Gorontalo - Kantor Wilayah Kementerian Hukum Gorontalo mengikuti kegiatan Rapat Penyusunan Peta Permasalahan Hukum yang dilaksanakan secara virtual melalui Zoom Meeting pada Jumat (13/2). Kegiatan ini diikuti dari Ruang Kepala Divisi Peraturan Perundang-Undangan dan Pembinaan Hukum sebagai bentuk komitmen Kanwil Kemenkum Gorontalo dalam mendukung perumusan kebijakan hukum yang responsif dan berbasis data di daerah.
Rapat tersebut dihadiri oleh Kepala Divisi Peraturan Perundang-Undangan dan Pembinaan Hukum, Ramlan Harun, bersama Tim Kerja BPHN dan Tim Kerja BSK Kantor Wilayah Kementerian Hukum Gorontalo. Agenda utama kegiatan ini difokuskan pada penguatan pemahaman terkait mekanisme penyusunan peta permasalahan hukum sebagai dasar penting dalam penyusunan kebijakan hukum yang efektif, tepat sasaran, dan berorientasi pada kebutuhan masyarakat.

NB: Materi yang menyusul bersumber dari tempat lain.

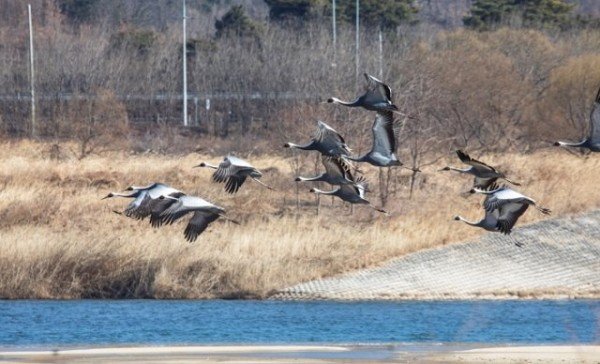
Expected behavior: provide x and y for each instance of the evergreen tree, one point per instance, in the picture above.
(236, 22)
(387, 14)
(78, 11)
(486, 14)
(291, 9)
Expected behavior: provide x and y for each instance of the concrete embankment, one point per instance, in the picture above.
(560, 258)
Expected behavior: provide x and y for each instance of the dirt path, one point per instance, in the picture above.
(560, 258)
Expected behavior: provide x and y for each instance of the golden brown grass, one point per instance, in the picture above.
(59, 240)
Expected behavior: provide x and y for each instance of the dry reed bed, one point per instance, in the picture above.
(59, 240)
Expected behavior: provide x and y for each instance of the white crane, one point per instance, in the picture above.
(337, 172)
(510, 205)
(233, 171)
(203, 211)
(377, 97)
(385, 135)
(325, 140)
(484, 175)
(592, 142)
(147, 201)
(353, 193)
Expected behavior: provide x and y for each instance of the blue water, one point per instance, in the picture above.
(104, 322)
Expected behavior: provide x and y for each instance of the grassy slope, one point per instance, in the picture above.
(59, 240)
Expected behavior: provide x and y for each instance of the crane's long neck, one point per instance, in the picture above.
(135, 193)
(307, 146)
(335, 100)
(204, 164)
(307, 179)
(568, 144)
(321, 192)
(362, 158)
(472, 223)
(460, 170)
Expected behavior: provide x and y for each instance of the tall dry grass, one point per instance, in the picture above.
(59, 240)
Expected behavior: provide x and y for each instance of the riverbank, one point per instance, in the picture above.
(451, 353)
(61, 241)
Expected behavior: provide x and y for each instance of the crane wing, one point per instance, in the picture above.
(158, 206)
(176, 211)
(337, 167)
(509, 214)
(484, 183)
(234, 183)
(466, 159)
(384, 135)
(138, 208)
(198, 223)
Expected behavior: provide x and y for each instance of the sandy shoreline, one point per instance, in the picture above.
(309, 354)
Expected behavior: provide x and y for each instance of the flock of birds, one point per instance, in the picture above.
(502, 205)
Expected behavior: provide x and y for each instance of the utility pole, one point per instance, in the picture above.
(184, 60)
(380, 54)
(333, 20)
(357, 40)
(32, 73)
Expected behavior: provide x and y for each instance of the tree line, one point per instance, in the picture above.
(493, 84)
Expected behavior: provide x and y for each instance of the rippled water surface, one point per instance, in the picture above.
(104, 322)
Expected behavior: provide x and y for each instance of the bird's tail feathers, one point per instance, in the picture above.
(515, 241)
(230, 219)
(263, 184)
(511, 182)
(379, 209)
(543, 210)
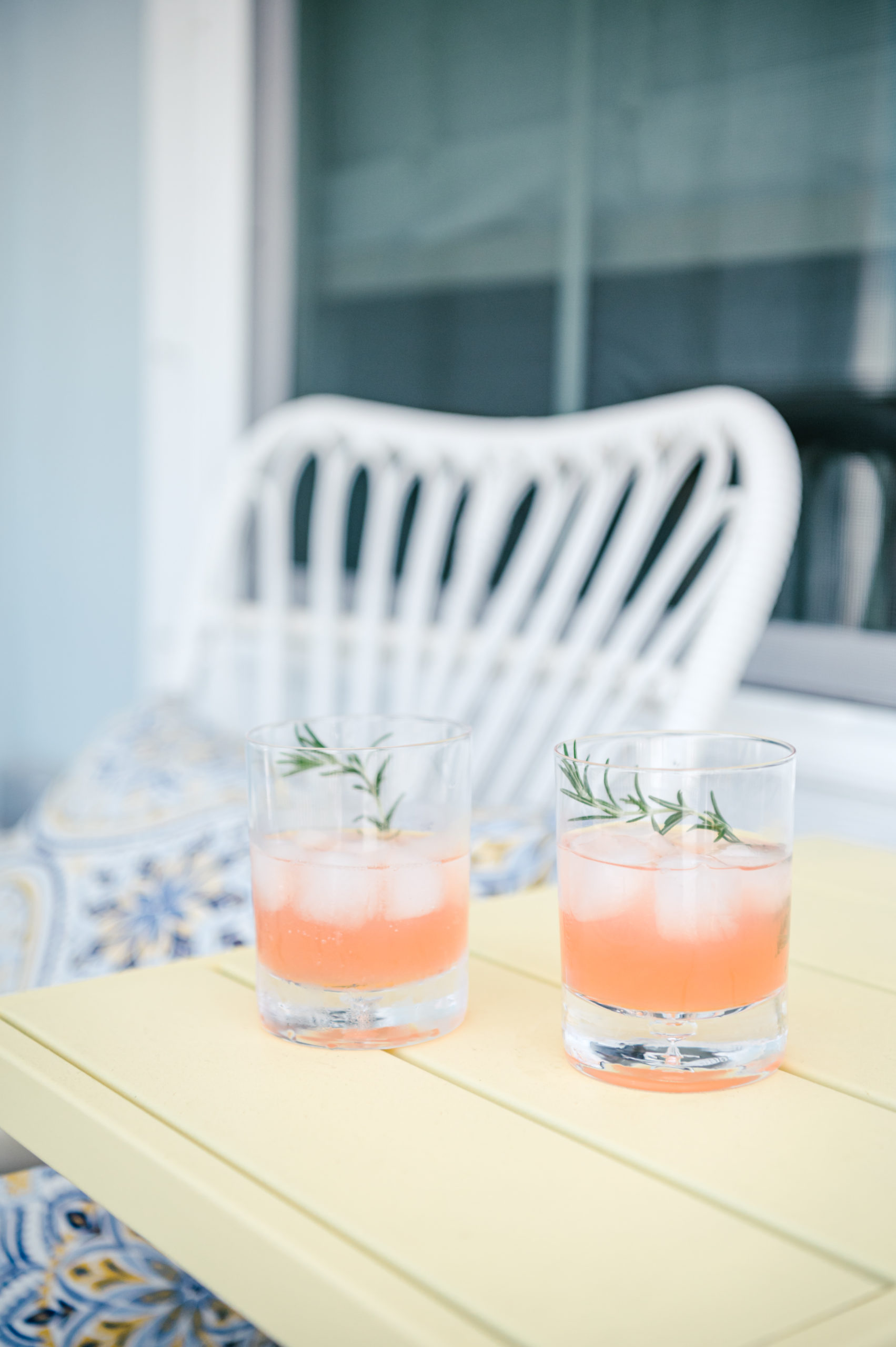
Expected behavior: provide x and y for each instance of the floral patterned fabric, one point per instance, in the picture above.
(75, 1276)
(135, 856)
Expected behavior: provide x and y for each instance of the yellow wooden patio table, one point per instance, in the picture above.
(477, 1190)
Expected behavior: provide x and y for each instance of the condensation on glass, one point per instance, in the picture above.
(522, 206)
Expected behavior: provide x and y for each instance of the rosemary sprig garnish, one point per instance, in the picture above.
(632, 809)
(313, 755)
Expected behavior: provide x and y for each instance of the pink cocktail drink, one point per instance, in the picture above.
(354, 910)
(674, 889)
(360, 831)
(677, 923)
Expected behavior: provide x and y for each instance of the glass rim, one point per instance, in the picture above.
(462, 732)
(789, 755)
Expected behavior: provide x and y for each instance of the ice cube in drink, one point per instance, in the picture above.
(352, 908)
(671, 924)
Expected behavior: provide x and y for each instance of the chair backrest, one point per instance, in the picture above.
(535, 577)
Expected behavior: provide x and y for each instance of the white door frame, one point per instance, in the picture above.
(197, 247)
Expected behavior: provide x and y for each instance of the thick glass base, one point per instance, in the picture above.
(710, 1050)
(363, 1018)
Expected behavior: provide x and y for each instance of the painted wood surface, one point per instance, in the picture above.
(477, 1189)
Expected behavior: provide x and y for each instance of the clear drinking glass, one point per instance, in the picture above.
(360, 830)
(674, 869)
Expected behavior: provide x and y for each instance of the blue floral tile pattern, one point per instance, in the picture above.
(75, 1276)
(138, 855)
(135, 856)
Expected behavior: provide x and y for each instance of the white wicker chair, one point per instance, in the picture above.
(588, 624)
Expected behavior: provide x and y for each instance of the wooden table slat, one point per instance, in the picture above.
(506, 1220)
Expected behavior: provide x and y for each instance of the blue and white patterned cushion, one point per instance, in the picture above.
(136, 855)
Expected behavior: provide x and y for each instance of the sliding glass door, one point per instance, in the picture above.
(522, 206)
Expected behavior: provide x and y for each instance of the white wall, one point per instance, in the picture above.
(69, 374)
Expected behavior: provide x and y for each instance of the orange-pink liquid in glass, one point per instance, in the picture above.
(354, 910)
(671, 924)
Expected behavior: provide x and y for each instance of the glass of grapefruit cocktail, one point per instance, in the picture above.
(674, 868)
(360, 831)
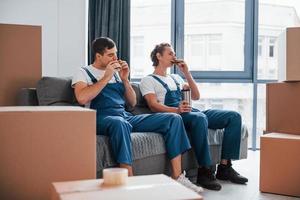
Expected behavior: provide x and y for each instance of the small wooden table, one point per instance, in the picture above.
(137, 187)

Kegiatan diawali dengan pemaparan materi oleh Penyuluh Hukum Ahli Utama BPHN, Marciana Dominika Jone. Dalam paparannya, ia menjelaskan dasar hukum, tujuan, serta manfaat penyusunan peta permasalahan hukum, khususnya dalam mendukung proses identifikasi isu-isu hukum prioritas di daerah. Disampaikan pula tahapan penyusunan yang meliputi inventarisasi permasalahan hukum, pengolahan dan klasifikasi data, analisis tingkat urgensi dan dampak, hingga penyusunan laporan hasil sebagai bahan rekomendasi kebijakan.
Selain itu, narasumber menekankan pentingnya validitas data, penggunaan sumber informasi yang kredibel, serta koordinasi lintas instansi agar peta permasalahan hukum yang dihasilkan bersifat komprehensif dan akurat.
Kegiatan dilanjutkan dengan sesi diskusi interaktif. Pada kesempatan tersebut, Kanwil Kemenkum Gorontalo menyampaikan bahwa inventarisasi permasalahan hukum telah dilaksanakan dengan melibatkan pemerintah daerah dan instansi terkait di seluruh Provinsi Gorontalo. Menanggapi hal tersebut, Marciana Dominika Jone memberikan apresiasi atas inovasi yang dilakukan serta mendorong agar praktik baik tersebut dapat diadopsi dan dikembangkan oleh kantor wilayah lainnya. Diskusi juga menyoroti pentingnya penguatan sinergi dengan pemerintah daerah serta pemanfaatan teknologi informasi guna mendukung efektivitas pengumpulan dan pengolahan data hukum.